Without a data warehouse, users are on their own.
“They have to become an IT expert to understand the complexity of the raw data, or they have to get IT involved to write the reports. So the value of your reporting tool is compromised severely,” he says. “But once you have data that’s truly designed for reporting, it’s so much easier to work with. Now your business community has an easy-to-understand database. It’s easy to query and they’re empowered to do their business analysis job easily and efficiently.”
And contrary to popular belief, data warehousing doesn’t have to cost millions to implement and maintain and can be efficiently done with the database you’re already running–DB2/400.
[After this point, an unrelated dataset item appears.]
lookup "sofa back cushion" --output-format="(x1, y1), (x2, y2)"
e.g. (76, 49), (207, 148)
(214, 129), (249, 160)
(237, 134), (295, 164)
“The industry talks about Oracle and Teradata. They’ve got the Gartner mindshare,” Jordan says. “It’s unfortunate that a lot of shops listen to that, drink the Kool-Aid, and not realize that IBM i on Power Systems and DB2 is perfectly suited to 90 percent of DW applications. If you’re a large telco or somebody where you have literally billions of transactions every day, then you might have a scalability issue and you need to go to one of those large-scale data appliances like Terradata or Netezza. Maybe at that end, iSeries isn’t scalable. But for your average casino or your average distribution company, there is absolutely no reason to take the data off the platform.”